The gods are just, and of our pleasant vices
Make instruments to plague us.
The dark and vicious place where thee he got
Cost him his eyes. (5.3.4)

Here, Edgar has mortally wounded his evil brother Edmund. As if to explain, Edgar says "the gods are just" because they punish humans for their wrong doings. This seems to suggest that Edmund deserved what he got (a stab to the guts) and it also suggests that Gloucester, Edmund's father, got what he deserved for having an affair with Edmund's mother. (Gloucester's eyes were plucked out after he was accused of treason and, he fathered a wicked child, Edmund, who betrayed him.)

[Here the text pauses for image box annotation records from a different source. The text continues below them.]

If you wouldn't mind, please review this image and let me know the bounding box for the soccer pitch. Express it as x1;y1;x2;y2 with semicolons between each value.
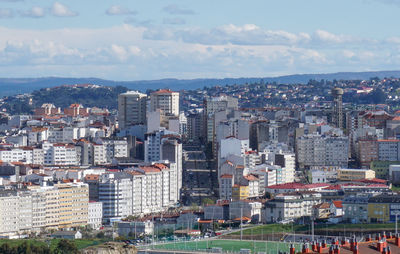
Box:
147;239;301;254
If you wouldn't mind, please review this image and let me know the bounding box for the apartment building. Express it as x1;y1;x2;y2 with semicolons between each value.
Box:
296;134;349;168
98;172;133;221
118;91;147;129
88;201;103;229
54;183;89;228
263;192;322;223
149;89;179;116
337;169;375;181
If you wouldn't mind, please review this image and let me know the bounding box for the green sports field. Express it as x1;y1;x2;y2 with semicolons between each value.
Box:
139;239;300;254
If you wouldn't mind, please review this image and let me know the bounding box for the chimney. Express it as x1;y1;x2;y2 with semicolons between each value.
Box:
289;243;296;254
376;240;383;253
317;243;323;253
311;241;317;251
335;245;340;254
302;243;310;254
353;245;359;254
394;234;400;247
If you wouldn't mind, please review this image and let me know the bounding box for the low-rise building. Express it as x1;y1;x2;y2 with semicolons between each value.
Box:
88;201;103;229
263;192;321;223
342;195;369;223
337;169;375;181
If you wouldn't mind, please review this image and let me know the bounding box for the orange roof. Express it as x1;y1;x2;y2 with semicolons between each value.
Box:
221;174;232;179
139;166;161;173
198;220;212;223
154;163;169;170
332;200;343;208
233;216;251;221
85;174;99;181
244;175;258;181
153;89;173;94
314;202;330;209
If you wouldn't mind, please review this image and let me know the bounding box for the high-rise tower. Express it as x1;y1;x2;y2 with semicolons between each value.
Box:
332;87;343;129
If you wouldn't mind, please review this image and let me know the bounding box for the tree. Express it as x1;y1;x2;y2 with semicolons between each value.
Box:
54;239;78;254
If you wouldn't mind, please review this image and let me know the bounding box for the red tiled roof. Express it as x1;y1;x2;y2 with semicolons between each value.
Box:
244;175;258;181
332;200;343;208
153;89;173;94
221;174;232;179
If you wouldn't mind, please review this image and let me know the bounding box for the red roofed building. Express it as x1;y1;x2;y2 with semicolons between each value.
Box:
150;89;179;116
265;183;331;194
330;200;343;217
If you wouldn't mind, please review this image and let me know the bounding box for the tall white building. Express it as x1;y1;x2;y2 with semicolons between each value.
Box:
99;172;133;220
296;134;349;168
118;91;147;129
88;201;103;229
42;142;80;165
149;89;179;116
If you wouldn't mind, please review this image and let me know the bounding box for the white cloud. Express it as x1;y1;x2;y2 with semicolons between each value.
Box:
20;6;46;18
0;8;14;19
106;5;137;15
163;4;196;15
0;24;400;80
163;17;186;25
51;2;78;17
144;24;311;45
369;0;400;6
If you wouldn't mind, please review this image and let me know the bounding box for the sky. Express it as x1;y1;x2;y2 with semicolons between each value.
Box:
0;0;400;80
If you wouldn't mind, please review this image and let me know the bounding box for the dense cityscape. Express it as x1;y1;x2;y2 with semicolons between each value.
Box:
0;0;400;254
0;78;400;253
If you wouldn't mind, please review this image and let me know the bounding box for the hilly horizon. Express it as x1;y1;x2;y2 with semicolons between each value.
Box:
0;71;400;96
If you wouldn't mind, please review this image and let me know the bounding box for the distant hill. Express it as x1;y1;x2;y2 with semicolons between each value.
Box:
0;71;400;96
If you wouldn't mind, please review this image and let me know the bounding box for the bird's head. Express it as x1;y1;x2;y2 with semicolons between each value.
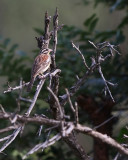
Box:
41;48;53;54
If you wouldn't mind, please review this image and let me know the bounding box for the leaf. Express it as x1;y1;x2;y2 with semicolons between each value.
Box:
9;44;18;52
3;38;10;48
118;15;128;29
33;28;44;35
89;18;98;31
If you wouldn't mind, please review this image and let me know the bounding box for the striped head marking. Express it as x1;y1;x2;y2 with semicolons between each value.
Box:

What's significant about this passage is the way Edgar refers to the body of Edmund's mother as a "dark and vicious place where" Edmund was begot. It seems to imply that all the bad things in the world (like the wicked Edmund, for example), spring from the loins of women. Gloucester implies something similar at the play's beginning, which we discuss in the following passage (1.1.3).

Quote #11

GLOUCESTER
Sir, this young fellow's mother could [conceive]: whereupon
she grew round-wombed, and had, indeed, sir, a son
for her cradle ere she had a husband for her bed.
Do you smell a fault?
KENT
I cannot wish the fault undone, the issue of it
being so proper. (1.1.3)

This is an awfully strange way to open the play, don't you think? Just a few lines into King Lear, Gloucester begins to crack dirty jokes about the mother of his illegitimate child, Edmund. When he asks Kent if he "smell[s] a fault," he's referring to his son, who is standing right there. Gloucester's use of the term "fault" means a couple of things: 1) a sin – Edmund was conceived out of wedlock and, as we soon see, Edmund also turns out to be wicked ; 2) female genitals-Gloucester's implying that Edmund "smells" like his mother's vagina.

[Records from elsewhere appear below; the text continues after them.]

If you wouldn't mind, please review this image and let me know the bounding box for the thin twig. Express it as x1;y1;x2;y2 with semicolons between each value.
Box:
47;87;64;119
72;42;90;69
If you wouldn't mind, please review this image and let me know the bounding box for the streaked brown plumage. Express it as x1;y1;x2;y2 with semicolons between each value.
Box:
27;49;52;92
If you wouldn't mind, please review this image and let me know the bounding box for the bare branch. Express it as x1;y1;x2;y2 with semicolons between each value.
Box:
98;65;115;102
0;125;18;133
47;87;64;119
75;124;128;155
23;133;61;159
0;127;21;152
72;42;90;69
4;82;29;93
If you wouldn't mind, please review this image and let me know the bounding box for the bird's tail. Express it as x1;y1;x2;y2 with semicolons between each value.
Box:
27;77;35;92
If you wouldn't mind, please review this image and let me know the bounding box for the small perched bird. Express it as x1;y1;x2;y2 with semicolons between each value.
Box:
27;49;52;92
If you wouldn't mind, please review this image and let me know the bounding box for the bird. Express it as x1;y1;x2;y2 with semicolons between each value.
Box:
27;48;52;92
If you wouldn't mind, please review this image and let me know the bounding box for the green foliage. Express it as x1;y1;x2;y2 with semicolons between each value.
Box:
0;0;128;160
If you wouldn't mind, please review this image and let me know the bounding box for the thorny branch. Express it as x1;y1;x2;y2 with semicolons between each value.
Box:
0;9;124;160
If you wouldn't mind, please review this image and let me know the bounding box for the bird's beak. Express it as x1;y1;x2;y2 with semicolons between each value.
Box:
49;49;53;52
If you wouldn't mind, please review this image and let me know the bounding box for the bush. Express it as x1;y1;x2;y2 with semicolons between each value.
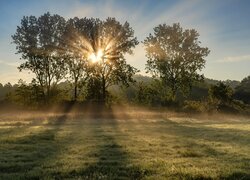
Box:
183;101;207;113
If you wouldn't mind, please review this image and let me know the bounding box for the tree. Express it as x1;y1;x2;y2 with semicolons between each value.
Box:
12;13;65;102
209;82;233;105
64;18;138;101
144;23;210;100
60;17;93;101
234;76;250;104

So, why are we talking about this crude joke? Well, it turns out that, in King Lear, Edmund is frequently associated with the female body. At 5.3.4 (see passage above), Edgar associates Edmund with the "dark and vicious place" where Edmund was begot. This also echo's a statement Lear makes when he's angry at his daughters – below women's "waist[s]," "there's hell, there's darkness, there's the sulphurous pit (4.6.6). In other words, the female body is associated "sin" and "hell."